女子ケイリン・室谷(青森商2年)優勝 全国高校総体 強豪選手を差し切る

【自転車女子ケイリン決勝】仕掛けのタイミングを計る青森商の室谷①。狙い通りのレース展開で優勝した=函館競輪場

 全国高校総合体育大会(インターハイ)の自転車競技が9日、北海道函館市の函館競輪場で行われ、女子ケイリンで室谷榎音(かのん)=青森商2年=が優勝した。県勢が同競技で頂点に立つのは、2009年男子オリンピックスプリントの八戸工(坂本、木村、磯島)以来14年ぶり。個人種目では06年男子ポイントレースの奥崎心吾(青森山田)以来17年ぶりの快挙。
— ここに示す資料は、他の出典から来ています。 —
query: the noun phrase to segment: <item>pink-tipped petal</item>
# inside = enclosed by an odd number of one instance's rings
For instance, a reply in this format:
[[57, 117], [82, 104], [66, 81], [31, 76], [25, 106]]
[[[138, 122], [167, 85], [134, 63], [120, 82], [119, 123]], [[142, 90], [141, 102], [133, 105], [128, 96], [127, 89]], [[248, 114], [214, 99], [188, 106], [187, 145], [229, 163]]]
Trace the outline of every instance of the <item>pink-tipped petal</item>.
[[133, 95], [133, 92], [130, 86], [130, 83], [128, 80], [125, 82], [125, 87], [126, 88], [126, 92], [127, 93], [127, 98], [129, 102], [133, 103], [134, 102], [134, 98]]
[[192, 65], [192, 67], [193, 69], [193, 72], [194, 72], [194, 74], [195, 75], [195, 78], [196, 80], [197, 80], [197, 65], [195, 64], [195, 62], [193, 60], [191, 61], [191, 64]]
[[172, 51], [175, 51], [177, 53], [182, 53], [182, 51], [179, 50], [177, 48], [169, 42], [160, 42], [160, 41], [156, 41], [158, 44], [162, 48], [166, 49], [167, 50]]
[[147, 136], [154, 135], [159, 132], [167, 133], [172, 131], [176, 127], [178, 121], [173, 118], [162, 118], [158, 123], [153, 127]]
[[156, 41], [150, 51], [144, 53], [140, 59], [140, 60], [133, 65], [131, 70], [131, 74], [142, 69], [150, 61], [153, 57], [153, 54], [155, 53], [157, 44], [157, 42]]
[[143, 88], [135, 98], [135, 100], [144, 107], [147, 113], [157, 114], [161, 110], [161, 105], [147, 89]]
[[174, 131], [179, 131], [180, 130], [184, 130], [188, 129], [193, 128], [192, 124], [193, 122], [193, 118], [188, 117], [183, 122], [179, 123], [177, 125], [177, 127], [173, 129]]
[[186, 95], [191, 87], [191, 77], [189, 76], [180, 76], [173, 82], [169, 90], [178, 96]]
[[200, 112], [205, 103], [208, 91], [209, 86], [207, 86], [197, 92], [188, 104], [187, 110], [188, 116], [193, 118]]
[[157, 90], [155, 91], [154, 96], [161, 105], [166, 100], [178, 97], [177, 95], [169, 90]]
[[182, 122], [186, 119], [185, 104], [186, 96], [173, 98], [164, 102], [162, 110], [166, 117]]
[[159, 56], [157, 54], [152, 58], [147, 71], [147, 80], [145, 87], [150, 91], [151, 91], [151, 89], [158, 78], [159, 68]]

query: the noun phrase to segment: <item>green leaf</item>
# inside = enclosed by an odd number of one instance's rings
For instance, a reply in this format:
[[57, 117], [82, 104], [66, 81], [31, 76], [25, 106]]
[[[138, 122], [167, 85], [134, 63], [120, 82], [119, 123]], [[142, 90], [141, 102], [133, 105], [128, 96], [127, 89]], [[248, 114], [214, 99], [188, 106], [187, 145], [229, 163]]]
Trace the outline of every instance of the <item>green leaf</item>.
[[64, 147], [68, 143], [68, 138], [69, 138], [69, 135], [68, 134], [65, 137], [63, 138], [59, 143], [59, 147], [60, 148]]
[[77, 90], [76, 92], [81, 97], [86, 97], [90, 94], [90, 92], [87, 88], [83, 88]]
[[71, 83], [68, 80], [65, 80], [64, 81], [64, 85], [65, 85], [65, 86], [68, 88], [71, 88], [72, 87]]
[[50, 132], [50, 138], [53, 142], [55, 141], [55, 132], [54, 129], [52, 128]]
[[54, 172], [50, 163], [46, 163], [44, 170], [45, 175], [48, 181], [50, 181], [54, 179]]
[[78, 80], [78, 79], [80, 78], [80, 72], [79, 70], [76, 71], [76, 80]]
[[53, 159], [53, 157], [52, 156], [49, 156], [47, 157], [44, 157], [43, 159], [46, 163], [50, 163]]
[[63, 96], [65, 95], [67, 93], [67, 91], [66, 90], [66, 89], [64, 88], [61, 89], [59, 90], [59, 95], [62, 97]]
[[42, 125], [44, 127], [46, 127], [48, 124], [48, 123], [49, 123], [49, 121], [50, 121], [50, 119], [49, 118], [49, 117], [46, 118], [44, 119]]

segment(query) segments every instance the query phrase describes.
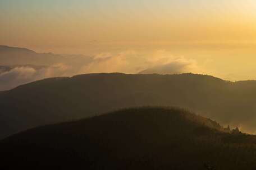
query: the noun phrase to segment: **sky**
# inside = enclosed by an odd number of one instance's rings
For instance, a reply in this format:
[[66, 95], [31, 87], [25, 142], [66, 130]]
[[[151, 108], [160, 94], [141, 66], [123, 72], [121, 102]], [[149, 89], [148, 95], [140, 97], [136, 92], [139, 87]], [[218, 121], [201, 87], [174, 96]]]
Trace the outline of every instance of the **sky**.
[[255, 0], [1, 0], [0, 11], [1, 45], [148, 58], [161, 50], [194, 60], [199, 73], [256, 79]]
 序盤から落ち着いてレースを展開。実績のある強豪選手が先に抜け出したが食らいつき、ゴール直前で差し切った。室谷は「絶対1位を取りたかったので、すごくうれしい」と声を弾ませた。

 自転車の女子競技は2018年から正式種目となった。

▼強敵撃破「最高です」

 自転車女子ケイリン最後の直線100メートル。終盤まで体力を温存した室谷(青森商)が、一気のラストスパートで北岡(石川・内灘)を差し切った。強敵との一騎打ちを制して栄冠を手にし、「すっごいうれしい。最高です」と破顔した。
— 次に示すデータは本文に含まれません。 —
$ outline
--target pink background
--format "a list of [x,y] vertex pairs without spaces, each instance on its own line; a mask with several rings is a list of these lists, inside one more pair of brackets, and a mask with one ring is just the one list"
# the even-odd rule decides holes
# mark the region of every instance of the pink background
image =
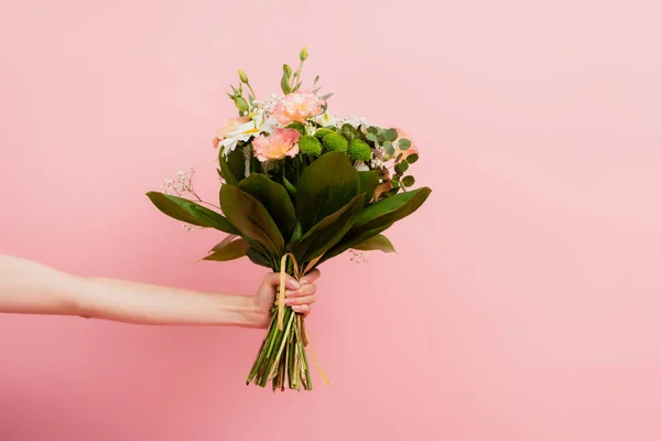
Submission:
[[[6,0],[0,251],[251,292],[144,192],[197,168],[243,68],[306,44],[332,110],[418,141],[399,255],[329,262],[310,320],[335,381],[243,379],[261,331],[0,316],[0,439],[661,439],[661,3]],[[342,438],[340,438],[342,437]]]

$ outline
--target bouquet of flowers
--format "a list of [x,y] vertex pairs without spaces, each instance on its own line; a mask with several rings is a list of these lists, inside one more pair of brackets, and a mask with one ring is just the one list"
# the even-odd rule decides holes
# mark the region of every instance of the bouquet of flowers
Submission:
[[205,260],[246,256],[280,272],[271,324],[247,378],[261,387],[271,381],[273,390],[312,389],[305,323],[284,305],[285,275],[300,279],[347,250],[394,251],[382,233],[431,193],[413,189],[409,165],[419,152],[405,133],[328,112],[332,94],[319,95],[318,76],[312,89],[302,88],[306,58],[303,49],[296,71],[284,64],[282,95],[266,99],[258,99],[239,71],[238,86],[228,94],[238,117],[213,140],[218,209],[205,206],[216,205],[197,196],[183,171],[160,192],[148,193],[162,213],[193,228],[227,234]]

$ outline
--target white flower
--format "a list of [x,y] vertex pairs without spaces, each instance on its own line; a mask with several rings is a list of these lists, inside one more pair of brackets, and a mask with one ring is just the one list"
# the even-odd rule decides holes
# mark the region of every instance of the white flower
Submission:
[[316,121],[321,123],[322,127],[335,126],[337,123],[337,118],[326,111],[324,115],[319,116]]
[[270,133],[275,128],[275,123],[274,118],[264,118],[263,111],[257,111],[251,115],[249,121],[239,123],[235,130],[225,135],[218,146],[224,147],[223,154],[227,157],[237,148],[239,141],[246,142],[262,132]]
[[362,126],[364,128],[368,128],[369,127],[369,122],[367,122],[367,119],[362,118],[362,117],[355,117],[355,116],[349,116],[349,117],[344,117],[342,118],[338,123],[337,127],[342,127],[342,125],[344,123],[349,123],[354,127],[358,127],[358,126]]
[[362,161],[356,161],[356,163],[354,164],[354,168],[356,170],[358,170],[359,172],[368,172],[369,171],[369,166],[367,166],[367,164]]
 数々の大会で優勝し、「高校女子では圧倒的な存在」(室谷)という北岡を徹底的にマークした。「最後の最後まで後ろについていようと思った」と、残り1周半で前に出たライバルの背後にピタリとつき、好機をうかがった。

 そして勝負の直線。声援が聞こえなくなるほどの集中力でペダルを踏み込むとぐんぐん加速し、わずかに先着。「最後、差せるのかすごく不安だったけど、こうなったらいいな、という理想通りの展開だった」と熱戦を振り返った。

 身長156センチと競技では小柄な方だが、体格差を豊富な練習量で補った。部活では毎日60キロを自転車で走り、自宅と学校の往復20キロも競技用の自転車で通った。昨年は準決勝敗退だった悔しさをばねに鍛錬に励み、「持久力や瞬発力が増し、全体的に強くなった」。自信を深め臨んだ大会で雪辱を果たした。
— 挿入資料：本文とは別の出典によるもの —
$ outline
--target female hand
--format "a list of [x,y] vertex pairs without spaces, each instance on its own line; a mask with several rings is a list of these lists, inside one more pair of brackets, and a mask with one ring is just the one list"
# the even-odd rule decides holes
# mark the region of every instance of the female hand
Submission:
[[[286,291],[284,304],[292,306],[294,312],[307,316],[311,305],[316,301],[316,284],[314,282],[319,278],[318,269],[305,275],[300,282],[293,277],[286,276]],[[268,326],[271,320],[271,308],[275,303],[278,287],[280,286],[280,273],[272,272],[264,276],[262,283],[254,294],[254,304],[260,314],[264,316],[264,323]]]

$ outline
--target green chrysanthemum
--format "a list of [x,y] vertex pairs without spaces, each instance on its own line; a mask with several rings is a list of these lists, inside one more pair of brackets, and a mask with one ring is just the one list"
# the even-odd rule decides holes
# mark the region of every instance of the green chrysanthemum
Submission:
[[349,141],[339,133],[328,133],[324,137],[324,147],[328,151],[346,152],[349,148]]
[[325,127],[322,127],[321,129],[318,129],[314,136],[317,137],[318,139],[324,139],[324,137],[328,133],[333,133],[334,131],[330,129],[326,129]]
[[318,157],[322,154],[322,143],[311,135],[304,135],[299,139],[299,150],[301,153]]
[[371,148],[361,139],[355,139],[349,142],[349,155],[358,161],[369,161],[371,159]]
 父・智さん(46)の背中を追うように、青森商自転車競技部に入部。その父は今大会に役員として携わった。まな娘のレースを間近で見守った智さんは「めちゃめちゃ緊張しながら見ていた。ただただうれしい」と目を潤ませた。

 まだ2年生で、今後の活躍に期待がかかる室谷は「来年のインターハイも優勝できるように頑張りたい」。函館の青空に、天真らんまんなヒロインの笑顔が映えた。